Now was Antoine Riczi a powerful baron, and got no comfort of his lordship, since in his meditations the King of Darkness, that old incendiary, had added a daily fuel until the ancient sorrow quickened into vaulting flames of wrath and of disgust.
"What now avail my riches?" said the Vicomte. "Nay, how much wealthier was I when I was loved, and was myself an eager lover! I relish no other pleasures than those of love. Love's sot am I, drunk with a deadly wine, poor fool, and ever I thirst. As vapor are all my chattels and my acres, and the more my dominion and my power increase, the more rancorously does my heart sustain its misery, being robbed of that fair merchandise which is the King of England's. To hate her is scant comfort and to despise her none at all, since it follows that I who am unable to forget the wanton am even more to be despised than she. I will go into England and execute what mischief I may against her."
The new Vicomte de Montbrison set forth for Paris, first to do homage for his fief, and secondly to be accredited for some plausible mission into England. But in Paris he got disquieting news. Jehane's husband was dead, and her stepson Henry, the fifth monarch of that name to reign in Britain, had invaded France to support preposterous claims which the man advanced to the very crown of that latter kingdom; and as the earth is altered by the advent of winter was the appearance of France transformed by his coming, and everywhere the nobles were stirred up to arms, the castles were closed, the huddled cities were fortified, and on either hand arose intrenchments.

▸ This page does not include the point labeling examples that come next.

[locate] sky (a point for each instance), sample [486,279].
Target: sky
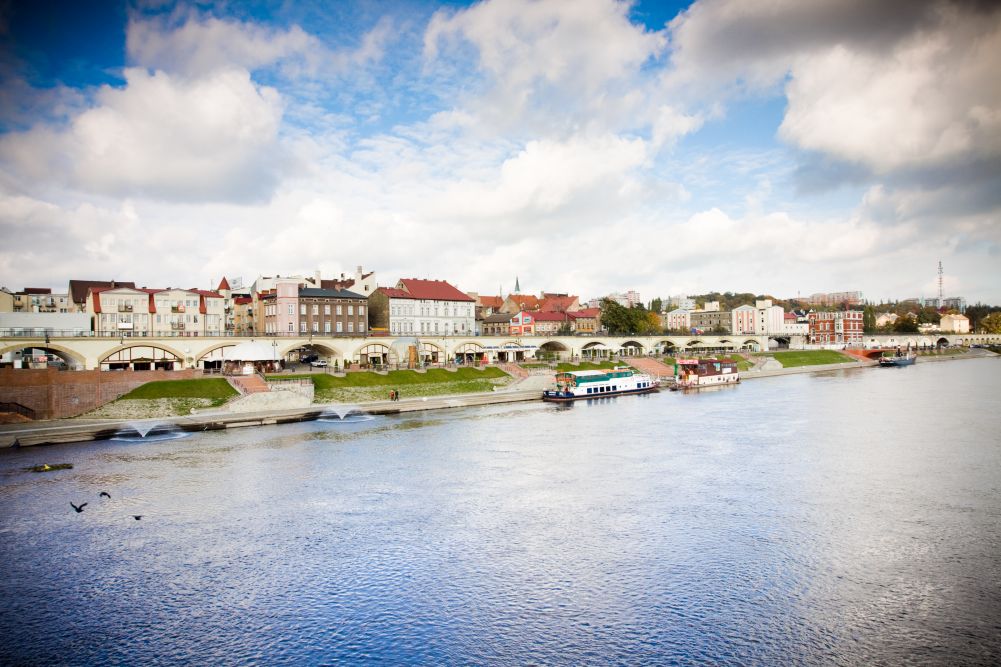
[588,146]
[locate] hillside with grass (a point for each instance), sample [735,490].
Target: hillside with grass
[361,387]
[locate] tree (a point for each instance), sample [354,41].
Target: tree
[991,323]
[869,319]
[616,317]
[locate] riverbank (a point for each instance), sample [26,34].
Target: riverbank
[79,430]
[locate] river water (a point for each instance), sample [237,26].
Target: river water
[844,518]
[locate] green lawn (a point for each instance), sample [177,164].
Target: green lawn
[215,390]
[357,387]
[795,358]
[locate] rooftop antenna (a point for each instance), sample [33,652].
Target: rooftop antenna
[941,292]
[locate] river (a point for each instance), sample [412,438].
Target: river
[850,518]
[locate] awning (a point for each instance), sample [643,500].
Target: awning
[251,352]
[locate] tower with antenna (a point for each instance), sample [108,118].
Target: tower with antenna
[941,291]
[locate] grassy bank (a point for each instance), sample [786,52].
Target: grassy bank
[357,387]
[167,398]
[216,390]
[797,358]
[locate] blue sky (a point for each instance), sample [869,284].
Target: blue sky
[590,146]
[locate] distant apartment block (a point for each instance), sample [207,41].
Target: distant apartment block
[954,323]
[835,298]
[144,311]
[40,299]
[427,307]
[837,327]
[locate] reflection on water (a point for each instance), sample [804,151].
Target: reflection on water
[851,517]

Thus through this sudden turn was the new Vicomte, the dreamer and the recluse, caught up by the career of events, as a straw is by a torrent, when the French lords marched with their vassals to Harfleur, where they were soundly drubbed by the King of England; as afterward at Agincourt.

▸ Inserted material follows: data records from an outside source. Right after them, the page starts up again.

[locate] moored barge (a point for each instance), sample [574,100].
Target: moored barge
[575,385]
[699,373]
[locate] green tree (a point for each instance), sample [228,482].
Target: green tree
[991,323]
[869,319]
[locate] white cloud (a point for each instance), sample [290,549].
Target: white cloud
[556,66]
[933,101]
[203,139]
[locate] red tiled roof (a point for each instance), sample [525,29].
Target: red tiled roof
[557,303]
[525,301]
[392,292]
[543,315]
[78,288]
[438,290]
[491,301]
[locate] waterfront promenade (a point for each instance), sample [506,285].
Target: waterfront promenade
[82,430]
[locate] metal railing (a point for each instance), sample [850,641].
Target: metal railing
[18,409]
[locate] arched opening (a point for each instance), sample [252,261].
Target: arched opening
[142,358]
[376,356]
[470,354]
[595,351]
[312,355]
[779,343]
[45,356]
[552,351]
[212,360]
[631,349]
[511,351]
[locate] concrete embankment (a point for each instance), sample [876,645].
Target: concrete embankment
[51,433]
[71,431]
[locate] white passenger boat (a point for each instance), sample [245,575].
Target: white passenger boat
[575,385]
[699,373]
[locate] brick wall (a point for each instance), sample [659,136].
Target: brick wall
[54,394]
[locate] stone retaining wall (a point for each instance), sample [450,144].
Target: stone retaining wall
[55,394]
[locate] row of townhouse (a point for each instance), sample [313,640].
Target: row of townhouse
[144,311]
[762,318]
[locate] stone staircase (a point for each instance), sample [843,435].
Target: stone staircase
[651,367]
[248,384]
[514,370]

But in the year of grace 1417 there was a breathing space for discredited France, and presently the Vicomte de Montbrison was sent into England, as ambassador. He got in London a fruitless audience of King Henry, whose demands were such as rendered a renewal of the war inevitable; and afterward, in the month of April, about the day of Palm Sunday, and within her dower-palace of Havering-Bower, an interview with Queen Jehane.
Nicolas omits, and unaccountably, to mention that during the French wars she had ruled England as Regent, and with marvellous capacity—although this fact, as you will see more lately, is the pivot of his chronicle.